Maternal blood transcriptome as a sensor of foetal organ maturation at the end of organogenesis in cattle

Abstract

Harnessing information from the maternal blood to predict foetal growth is attractive yet scarcely explored in livestock. The objectives were to determine the transcriptomic modifications in maternal blood and foetal liver, gonads, and heart according to foetal weight and to model a molecular signature based on the foetal organs allowing the prediction of foetal weight from the maternal blood transcriptome in cattle. In addition to a contemporaneous maternal blood sample, organ samples were collected from 10 male foetuses at 42 days of gestation for RNA-sequencing. Foetal weight ranged from 1.25 to 1.69 gr (mean 1.44 ± 0.15 gr). Clustering data analysis revealed clusters of co-expressed genes positively correlated with foetal weight and enriching ontological terms biologically relevant for the organ. For the heart, the 1346 co-expressed genes were involved in energy generation and protein synthesis. For the gonads, the 1042 co-expressed genes enriched seminiferous tubule development.

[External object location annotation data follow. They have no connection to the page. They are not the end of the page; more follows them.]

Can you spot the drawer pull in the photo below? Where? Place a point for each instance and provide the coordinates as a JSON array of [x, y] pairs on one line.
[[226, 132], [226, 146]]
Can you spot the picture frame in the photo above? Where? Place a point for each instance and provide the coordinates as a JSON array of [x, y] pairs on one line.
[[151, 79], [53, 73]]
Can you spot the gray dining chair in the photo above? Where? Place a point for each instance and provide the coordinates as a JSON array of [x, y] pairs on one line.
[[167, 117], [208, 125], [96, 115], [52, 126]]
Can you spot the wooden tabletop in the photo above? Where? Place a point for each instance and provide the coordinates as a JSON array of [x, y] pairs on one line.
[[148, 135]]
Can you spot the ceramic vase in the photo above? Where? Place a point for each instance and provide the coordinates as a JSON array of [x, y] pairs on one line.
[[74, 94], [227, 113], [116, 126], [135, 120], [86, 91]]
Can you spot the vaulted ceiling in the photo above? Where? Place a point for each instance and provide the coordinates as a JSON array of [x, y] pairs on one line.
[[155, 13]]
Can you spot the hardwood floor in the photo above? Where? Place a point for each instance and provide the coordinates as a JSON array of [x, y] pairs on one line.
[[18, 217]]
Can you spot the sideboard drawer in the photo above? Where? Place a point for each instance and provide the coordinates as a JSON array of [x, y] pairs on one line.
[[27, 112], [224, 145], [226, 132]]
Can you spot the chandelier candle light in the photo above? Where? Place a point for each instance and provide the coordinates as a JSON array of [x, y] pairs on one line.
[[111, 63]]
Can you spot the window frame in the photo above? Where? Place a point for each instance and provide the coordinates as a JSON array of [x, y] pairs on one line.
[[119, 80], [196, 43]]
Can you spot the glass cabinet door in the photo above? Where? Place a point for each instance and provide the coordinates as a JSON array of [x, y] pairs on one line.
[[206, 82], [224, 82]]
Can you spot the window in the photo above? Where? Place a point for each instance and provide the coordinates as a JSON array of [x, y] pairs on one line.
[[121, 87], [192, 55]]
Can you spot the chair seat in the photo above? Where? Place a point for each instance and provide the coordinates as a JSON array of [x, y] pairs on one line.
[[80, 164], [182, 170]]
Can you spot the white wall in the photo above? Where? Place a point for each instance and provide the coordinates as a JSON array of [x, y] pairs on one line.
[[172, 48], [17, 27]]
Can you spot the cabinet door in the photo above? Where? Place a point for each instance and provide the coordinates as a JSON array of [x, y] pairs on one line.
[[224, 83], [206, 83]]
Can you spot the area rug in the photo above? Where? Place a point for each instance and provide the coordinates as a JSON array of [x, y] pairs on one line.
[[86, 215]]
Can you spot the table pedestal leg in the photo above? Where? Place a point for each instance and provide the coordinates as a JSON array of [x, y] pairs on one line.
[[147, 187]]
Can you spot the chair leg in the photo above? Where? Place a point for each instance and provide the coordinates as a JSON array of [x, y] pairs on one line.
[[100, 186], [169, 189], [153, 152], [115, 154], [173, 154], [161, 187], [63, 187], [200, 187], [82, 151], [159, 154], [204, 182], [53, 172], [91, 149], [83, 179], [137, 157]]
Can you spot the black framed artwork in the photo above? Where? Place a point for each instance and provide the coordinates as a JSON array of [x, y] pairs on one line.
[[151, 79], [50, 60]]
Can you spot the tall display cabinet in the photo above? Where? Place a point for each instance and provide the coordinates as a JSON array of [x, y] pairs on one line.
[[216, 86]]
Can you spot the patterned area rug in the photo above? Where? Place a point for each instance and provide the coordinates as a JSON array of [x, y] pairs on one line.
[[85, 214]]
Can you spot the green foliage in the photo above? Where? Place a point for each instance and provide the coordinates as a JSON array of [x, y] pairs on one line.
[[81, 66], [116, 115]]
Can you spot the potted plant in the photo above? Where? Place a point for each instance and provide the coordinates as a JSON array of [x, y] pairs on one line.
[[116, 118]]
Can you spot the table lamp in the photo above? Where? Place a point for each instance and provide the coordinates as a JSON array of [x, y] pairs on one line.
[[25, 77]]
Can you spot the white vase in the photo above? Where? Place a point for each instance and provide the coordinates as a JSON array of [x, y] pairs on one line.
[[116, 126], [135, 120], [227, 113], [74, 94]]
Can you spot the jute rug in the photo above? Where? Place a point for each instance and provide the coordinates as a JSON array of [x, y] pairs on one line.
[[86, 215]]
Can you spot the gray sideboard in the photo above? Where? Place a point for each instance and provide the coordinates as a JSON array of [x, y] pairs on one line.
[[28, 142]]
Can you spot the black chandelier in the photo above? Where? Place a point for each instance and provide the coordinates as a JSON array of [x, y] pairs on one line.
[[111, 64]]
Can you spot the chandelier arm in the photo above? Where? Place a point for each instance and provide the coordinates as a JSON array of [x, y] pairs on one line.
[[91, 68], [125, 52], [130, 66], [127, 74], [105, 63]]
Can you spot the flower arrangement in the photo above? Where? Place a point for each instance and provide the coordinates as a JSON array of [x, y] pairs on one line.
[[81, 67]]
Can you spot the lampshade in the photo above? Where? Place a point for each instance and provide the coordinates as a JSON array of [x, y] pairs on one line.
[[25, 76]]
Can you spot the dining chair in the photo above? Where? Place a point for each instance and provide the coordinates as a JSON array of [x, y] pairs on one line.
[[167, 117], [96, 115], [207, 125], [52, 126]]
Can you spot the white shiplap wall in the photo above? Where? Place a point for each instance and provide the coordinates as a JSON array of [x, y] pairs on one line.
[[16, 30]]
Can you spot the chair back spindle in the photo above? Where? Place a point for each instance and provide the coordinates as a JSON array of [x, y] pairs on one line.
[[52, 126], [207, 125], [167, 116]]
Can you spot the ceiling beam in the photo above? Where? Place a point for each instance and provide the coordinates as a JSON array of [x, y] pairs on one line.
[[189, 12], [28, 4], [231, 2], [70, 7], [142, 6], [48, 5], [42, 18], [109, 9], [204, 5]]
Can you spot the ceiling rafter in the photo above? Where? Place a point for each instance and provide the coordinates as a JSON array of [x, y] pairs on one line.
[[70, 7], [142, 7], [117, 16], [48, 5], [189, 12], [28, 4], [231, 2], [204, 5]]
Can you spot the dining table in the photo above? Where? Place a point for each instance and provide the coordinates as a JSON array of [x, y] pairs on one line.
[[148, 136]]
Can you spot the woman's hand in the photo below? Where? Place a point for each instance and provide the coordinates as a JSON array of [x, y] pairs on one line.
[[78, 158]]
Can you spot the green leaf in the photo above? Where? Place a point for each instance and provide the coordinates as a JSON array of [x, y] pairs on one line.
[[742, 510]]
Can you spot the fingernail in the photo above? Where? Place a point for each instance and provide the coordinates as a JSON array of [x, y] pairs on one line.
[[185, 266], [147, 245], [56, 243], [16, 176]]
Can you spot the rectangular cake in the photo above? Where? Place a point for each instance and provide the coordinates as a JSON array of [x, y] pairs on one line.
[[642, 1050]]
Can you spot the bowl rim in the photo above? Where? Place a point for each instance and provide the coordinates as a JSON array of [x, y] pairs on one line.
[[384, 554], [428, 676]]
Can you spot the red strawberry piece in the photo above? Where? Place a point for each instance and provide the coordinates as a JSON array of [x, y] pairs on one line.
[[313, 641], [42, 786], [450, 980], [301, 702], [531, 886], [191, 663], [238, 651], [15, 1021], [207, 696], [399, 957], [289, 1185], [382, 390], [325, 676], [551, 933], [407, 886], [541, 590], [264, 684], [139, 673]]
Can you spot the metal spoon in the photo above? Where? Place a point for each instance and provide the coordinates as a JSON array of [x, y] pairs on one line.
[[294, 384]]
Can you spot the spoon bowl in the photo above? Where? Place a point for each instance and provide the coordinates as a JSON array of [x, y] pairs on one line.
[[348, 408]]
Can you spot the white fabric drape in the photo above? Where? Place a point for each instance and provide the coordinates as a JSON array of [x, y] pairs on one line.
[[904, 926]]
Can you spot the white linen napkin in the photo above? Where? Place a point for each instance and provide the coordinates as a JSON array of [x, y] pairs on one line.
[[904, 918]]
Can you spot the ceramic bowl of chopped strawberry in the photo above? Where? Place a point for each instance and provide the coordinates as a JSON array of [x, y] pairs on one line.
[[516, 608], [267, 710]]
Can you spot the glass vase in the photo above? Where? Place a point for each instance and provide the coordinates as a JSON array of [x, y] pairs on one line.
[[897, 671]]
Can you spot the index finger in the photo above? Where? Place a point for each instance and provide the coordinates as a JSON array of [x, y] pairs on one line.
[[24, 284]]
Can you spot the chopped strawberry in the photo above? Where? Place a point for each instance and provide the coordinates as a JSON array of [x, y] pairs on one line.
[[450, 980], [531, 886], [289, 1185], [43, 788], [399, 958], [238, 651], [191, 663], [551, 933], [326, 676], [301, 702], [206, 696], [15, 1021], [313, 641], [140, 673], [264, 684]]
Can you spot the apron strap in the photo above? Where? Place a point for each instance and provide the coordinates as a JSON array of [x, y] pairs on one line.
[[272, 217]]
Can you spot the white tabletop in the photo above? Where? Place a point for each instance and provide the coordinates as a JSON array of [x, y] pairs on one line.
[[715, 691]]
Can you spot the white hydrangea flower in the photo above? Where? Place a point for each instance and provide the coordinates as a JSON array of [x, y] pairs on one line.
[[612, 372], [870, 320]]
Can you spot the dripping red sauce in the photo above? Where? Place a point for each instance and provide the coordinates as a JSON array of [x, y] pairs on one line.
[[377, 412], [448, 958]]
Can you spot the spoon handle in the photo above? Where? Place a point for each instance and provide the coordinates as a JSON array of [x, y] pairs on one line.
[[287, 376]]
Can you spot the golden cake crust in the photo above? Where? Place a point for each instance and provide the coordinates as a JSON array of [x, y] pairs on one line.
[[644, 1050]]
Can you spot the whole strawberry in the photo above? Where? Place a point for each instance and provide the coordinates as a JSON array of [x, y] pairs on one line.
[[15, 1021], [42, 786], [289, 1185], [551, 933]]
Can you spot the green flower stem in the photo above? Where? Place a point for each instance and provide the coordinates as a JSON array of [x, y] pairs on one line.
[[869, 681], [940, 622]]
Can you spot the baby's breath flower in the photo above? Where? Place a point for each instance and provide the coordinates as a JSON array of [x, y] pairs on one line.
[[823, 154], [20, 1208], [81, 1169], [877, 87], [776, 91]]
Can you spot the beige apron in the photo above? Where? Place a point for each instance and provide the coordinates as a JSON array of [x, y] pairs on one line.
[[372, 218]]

The 459 co-expressed genes identified in the liver were associated with lipid synthesis and metabolism. Finally, the cluster of 571 co-expressed genes determined in maternal blood enriched oxidative phosphorylation and thermogenesis. Next, data from the foetal organs were used to train a regression model of foetal weight, which was predicted with the maternal blood data. The best prediction was achieved when the model was trained with 35 co-expressed genes overlapping between heart and maternal blood (root mean square error = 0.04, R-square = 0.93). In conclusion, linking transcriptomic information from maternal blood with that from the foetal heart unveiled maternal blood as a predictor of foetal development.